You can update the portal without touching core? I assumed the portal was directly tied to Ghosts core and could not be edited.
I was talking about the theme which I wrongly called template. In my case I use „source“. No need to touch the core.
Portal is a separate standalone app. While it’s in the monorepo, you certainly can build a custom version and load it instead of the version that automatically ships with Ghost head. Although since Portal makes a LOT of API calls to Ghost, staying in step with any changes made to Ghost core is going to be important for any forks.
I suspect that in the case of a lot of the sign-up spam that Portal isn’t actually being used. The spammers are probably just directly hitting the sign up endpoints.
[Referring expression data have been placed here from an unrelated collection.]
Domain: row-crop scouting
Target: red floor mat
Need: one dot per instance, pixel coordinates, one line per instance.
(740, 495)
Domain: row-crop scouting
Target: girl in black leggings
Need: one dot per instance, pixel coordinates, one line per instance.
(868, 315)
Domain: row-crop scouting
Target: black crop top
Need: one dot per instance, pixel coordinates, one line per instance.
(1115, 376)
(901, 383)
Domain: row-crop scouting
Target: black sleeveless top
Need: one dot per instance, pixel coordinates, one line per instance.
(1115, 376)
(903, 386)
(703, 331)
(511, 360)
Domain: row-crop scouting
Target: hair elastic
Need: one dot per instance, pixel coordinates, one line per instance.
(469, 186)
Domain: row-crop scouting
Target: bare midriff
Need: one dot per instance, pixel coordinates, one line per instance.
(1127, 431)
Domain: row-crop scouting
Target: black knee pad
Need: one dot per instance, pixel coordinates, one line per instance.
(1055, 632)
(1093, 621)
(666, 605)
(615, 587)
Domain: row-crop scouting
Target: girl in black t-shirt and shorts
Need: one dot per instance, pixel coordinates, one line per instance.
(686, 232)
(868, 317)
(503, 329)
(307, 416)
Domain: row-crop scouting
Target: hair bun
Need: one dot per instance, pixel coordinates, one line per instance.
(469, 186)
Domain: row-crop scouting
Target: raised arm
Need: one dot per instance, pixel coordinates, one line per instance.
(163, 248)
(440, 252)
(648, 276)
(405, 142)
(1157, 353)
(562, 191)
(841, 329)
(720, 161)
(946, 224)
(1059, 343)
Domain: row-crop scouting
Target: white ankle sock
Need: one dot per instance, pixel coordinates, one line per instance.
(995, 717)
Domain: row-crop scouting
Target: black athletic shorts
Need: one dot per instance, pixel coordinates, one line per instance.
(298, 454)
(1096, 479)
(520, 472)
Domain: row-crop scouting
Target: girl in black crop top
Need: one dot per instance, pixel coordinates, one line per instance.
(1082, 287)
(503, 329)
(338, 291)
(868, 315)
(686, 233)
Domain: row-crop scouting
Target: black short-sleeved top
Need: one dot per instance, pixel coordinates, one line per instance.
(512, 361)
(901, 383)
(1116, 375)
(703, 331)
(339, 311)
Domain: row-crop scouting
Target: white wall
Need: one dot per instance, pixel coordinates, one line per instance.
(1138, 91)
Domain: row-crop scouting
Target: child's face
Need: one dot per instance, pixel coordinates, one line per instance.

Changing portal to include a capcha will annoy your real users, but since spammers are probably not using portal, you probably won’t improve much.
If you wanted actual capcha protection signups, you’d need to edit the endpoint, not just portal.
Heavily dependent on Ghost to implement I suppose. Doesn’t help it’s a small team. I know they’re doing their best though!
I think you’re on to something here. I might try to mess with this and see what I can do.
Good luck! After Cloudflare was down for several hours today, I disabled it and took back control of my DNS. Let‘s see how much it played a part in this.
To be honest, Cloudflare is pretty solid for security and everything else that goes along with it. Both AWS and Cloudflare have witnessed the same fate. It was one inconvenience. Better than getting DDOS.
Not if the DDoS lasts less than four hours.
Today’s outage told me I have not configured my Cloudflare properly because I was wholly unaffected ![]()
We’re seeing the same issue on one Ghost site: a coordinated burst of ~100 automated form submissions per day using a mix of corporate email domains (e.g., campbells.com, similar large-brand domains) and Gmail addresses, including dot-variants (e.g., n.o.n.a.m.e@gmail.com), all originating from the same server infrastructure. Some accounts appear to confirm due to corporate email security scanners, but session replays clearly show bot behavior—rapid page scanning, repeated form submissions within seconds, no real engagement, then rotation. We’ve traced much of this activity to MoltBot-associated infrastructure using NordVPN and Tor exit nodes, which has polluted our membership data and begun to impact sender reputation, forcing us to disable signups and add Cloudflare protections by blocking but do nothing.
I should also add that we’ve been using Cloudflare for 5+ years on this site with all available protections enabled, and it still hasn’t stopped this behavior. Cloudflare’s recommendation is to implement Turnstile, but that raises the question: why isn’t this supported more easily at the Ghost core level—e.g., via a native integration where we can simply add our Cloudflare or Google CAPTCHA keys for signup, contact, and comment forms?
We’ve had to switch our membership to invite-only as a result.
We had to take the same approach and switch to invite-only after our spam rate jumped from 0% to 4% in a single week. When we spoke with Mailgun, they told us we’re not the first Ghost user to report this, which suggests this is a broader issue that needs to be addressed.
This ongoing issue along with being tied to Mailgun for newsletters is one of the few surprising drawbacks of an otherwise excellent platform.
Maybe I’ve just been lucky, but I haven’t had any fake sign-ups since I edited the template and removed all direct signup forms. The only way to subscribe now is by clicking the subscribe button and filling out the pop-up form. Fingers crossed the bots won’t figure that out too quickly.
That said, Cloudflare (free plan) didn’t help in my case either.
Just a note that bots can hit the /members/api/send-magic-link endpoint regardless of theme edits, so removing additional sign up forms is not likely to address the problem.
Obviously not at the root of the problem but unlike Cloudflare, it did help for me and it’s been months since then.